The parliamentarian described it as a global issue, hence it needs “a voice at the highest level of the Security Council,’’ He further called for support from the Russian government in the form of drones, with technology that is able to find out their (Al-Shabab) hideouts and their equipment.

US President Donald Trump has acknowledged doubts he will be meeting next month with the North Korean leader, Kim Jong-un.

Trump raised doubts over the timing of the summit, due in Singapore on June 12, at a White House meeting with the South Korean president, Moon Jae-in.

We’re moving along. We’ll see what happens,” Trump told reporters. “There are certain conditions we want to happen. I think we’ll get those conditions. And if we don’t, we won’t have the meeting.”

Shares in Chinese companies that make and sell baby products have gone up after a report said China is considering plans to scrap limits on the number of children a couple can have.

On Monday, Bloomberg reported that China’s state council has commissioned research on the impacts of ending limits on the number of children families can have, citing anonymous sources familiar with government deliberations.
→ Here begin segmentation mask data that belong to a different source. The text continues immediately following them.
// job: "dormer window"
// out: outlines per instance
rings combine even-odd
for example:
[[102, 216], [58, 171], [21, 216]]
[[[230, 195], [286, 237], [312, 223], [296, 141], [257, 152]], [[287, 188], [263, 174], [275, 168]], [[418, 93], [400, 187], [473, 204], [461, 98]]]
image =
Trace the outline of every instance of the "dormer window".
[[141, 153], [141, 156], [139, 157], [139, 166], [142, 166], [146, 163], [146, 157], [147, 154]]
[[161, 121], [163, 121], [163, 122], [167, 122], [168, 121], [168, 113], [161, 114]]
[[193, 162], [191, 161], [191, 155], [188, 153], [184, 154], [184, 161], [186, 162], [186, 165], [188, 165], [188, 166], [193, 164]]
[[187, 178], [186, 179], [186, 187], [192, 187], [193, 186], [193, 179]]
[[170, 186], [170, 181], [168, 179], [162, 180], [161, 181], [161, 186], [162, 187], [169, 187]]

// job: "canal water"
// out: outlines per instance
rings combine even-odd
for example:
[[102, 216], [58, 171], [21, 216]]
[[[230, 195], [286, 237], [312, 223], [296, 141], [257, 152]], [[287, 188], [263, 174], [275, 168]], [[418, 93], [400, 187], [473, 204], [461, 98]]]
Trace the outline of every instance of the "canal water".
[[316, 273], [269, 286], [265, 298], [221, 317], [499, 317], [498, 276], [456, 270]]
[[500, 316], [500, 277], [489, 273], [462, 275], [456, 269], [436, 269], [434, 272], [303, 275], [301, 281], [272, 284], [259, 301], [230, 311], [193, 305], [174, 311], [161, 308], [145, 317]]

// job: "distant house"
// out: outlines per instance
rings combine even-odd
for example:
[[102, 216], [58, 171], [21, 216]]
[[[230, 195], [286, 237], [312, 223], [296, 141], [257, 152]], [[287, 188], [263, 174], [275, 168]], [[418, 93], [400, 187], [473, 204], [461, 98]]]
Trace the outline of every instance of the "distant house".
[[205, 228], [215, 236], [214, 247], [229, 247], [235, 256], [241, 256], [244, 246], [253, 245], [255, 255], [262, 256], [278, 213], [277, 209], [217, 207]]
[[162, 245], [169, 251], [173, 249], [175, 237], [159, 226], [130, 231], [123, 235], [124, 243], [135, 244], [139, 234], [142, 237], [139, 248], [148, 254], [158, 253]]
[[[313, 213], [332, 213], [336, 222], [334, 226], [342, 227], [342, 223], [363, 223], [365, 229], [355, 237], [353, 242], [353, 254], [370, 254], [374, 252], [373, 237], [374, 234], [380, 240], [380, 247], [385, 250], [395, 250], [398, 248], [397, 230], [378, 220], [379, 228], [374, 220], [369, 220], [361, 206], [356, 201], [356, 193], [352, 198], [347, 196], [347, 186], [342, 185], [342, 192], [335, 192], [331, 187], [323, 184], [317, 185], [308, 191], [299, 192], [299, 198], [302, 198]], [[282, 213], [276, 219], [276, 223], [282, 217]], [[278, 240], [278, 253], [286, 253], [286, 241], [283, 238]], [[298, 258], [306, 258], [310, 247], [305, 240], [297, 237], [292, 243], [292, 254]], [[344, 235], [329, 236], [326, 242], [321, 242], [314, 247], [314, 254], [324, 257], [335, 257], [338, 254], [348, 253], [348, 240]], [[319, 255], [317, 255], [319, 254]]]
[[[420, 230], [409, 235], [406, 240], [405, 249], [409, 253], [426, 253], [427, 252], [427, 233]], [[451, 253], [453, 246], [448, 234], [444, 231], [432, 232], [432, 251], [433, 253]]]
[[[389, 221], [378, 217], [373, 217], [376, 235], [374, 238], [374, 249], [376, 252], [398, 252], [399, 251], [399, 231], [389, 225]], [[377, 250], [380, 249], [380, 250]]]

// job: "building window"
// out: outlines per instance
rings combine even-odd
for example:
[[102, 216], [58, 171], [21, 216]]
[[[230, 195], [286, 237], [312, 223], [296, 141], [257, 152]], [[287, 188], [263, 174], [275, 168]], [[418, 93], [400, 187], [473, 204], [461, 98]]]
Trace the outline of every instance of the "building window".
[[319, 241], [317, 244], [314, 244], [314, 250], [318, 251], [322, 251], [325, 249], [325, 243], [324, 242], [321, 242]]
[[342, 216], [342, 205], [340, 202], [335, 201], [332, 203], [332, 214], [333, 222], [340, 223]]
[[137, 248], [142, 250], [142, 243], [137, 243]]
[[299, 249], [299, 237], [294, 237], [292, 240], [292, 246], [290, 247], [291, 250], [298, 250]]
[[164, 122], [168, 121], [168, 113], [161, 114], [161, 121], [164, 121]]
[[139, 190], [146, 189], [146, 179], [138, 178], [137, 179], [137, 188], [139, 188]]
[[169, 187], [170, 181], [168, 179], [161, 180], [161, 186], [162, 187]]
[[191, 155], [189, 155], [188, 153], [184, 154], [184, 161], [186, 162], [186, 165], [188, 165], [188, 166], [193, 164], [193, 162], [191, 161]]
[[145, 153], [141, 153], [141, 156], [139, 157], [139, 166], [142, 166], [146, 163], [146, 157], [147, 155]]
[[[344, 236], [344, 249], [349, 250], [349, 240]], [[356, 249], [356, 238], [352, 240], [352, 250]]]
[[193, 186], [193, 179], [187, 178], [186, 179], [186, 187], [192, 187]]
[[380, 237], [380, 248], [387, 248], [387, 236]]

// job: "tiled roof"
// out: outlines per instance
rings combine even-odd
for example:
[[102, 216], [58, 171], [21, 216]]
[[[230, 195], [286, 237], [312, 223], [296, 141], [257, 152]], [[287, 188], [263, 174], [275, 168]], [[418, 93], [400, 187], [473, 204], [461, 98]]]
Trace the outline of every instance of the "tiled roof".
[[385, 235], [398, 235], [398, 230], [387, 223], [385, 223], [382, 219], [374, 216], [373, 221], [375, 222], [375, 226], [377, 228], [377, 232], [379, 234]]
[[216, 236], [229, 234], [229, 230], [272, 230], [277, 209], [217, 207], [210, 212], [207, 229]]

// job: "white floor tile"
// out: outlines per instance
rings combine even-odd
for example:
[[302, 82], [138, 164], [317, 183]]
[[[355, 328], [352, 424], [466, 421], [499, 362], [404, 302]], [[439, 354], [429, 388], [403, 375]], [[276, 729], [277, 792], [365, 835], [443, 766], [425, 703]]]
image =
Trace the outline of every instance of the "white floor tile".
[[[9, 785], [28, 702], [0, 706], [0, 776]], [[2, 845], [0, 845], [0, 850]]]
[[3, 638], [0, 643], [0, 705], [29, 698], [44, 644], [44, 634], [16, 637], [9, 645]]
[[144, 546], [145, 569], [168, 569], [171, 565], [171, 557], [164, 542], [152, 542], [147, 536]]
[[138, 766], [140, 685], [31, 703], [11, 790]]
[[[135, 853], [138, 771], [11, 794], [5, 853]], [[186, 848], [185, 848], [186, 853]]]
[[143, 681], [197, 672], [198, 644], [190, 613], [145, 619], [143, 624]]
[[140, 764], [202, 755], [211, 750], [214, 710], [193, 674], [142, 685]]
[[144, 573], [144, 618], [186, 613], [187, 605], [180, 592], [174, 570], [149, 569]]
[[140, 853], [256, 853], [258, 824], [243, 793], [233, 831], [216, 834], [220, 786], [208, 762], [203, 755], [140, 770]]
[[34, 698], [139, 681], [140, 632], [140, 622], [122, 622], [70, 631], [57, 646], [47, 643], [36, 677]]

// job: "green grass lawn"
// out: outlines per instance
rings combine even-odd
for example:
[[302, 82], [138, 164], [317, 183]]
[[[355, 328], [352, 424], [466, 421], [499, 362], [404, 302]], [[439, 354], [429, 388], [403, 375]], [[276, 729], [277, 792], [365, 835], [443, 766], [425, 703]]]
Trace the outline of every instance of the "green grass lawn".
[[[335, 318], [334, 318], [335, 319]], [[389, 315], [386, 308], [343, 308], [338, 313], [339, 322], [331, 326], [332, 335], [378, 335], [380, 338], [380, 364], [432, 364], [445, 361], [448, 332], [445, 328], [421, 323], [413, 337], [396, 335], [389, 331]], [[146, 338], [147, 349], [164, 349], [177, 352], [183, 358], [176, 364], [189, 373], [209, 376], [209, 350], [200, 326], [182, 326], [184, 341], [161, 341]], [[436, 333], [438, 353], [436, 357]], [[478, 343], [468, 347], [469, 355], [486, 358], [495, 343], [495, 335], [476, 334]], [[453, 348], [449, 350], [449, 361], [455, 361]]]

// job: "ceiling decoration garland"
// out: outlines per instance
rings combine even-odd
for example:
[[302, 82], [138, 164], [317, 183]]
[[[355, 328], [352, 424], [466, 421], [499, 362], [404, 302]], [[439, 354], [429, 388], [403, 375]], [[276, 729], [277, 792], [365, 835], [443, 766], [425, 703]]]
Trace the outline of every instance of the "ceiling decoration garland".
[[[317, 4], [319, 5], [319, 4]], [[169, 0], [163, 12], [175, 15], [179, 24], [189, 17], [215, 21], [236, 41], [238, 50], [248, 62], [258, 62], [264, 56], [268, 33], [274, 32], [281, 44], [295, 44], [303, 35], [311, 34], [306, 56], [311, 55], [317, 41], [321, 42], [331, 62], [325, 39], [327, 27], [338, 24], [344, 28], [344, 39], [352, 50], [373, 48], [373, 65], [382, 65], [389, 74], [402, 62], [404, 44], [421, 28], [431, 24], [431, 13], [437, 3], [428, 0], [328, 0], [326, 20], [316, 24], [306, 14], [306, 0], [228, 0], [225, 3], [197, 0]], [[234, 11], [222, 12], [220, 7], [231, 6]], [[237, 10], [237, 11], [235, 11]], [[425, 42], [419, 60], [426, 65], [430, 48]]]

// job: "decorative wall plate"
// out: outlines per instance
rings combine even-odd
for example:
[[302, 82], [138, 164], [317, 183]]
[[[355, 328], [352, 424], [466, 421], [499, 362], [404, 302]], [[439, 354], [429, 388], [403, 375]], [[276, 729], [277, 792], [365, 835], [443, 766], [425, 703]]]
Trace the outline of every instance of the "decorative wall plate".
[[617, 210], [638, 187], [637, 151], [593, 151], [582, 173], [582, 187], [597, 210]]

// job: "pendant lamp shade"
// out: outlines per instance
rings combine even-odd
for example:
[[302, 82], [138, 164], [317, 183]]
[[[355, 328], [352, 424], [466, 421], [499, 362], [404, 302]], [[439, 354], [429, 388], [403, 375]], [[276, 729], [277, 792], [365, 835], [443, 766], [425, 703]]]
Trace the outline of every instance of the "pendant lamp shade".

West Ham have appointed Manuel Pellegrini, as head coach.

Pellegrini, 64, has signed a three-year deal at the London Stadium.

The former Manchester City and Real Madrid manager left his job with Hebei China Fortune over the weekend and succeeds David Moyes.

I am excited about this project. My mentality is always to have a winning mentality,” said Pellegrini.

The Prime Minister of Isreal, Benjamin Netanyahu has decided to move all security cabinet meetings from the prime minister’s office to a high-tech underground secure bunker in Jerusalem which hosts the national crisis management centre, reports say.

The decision comes as the threat of escalation with Iran is growing.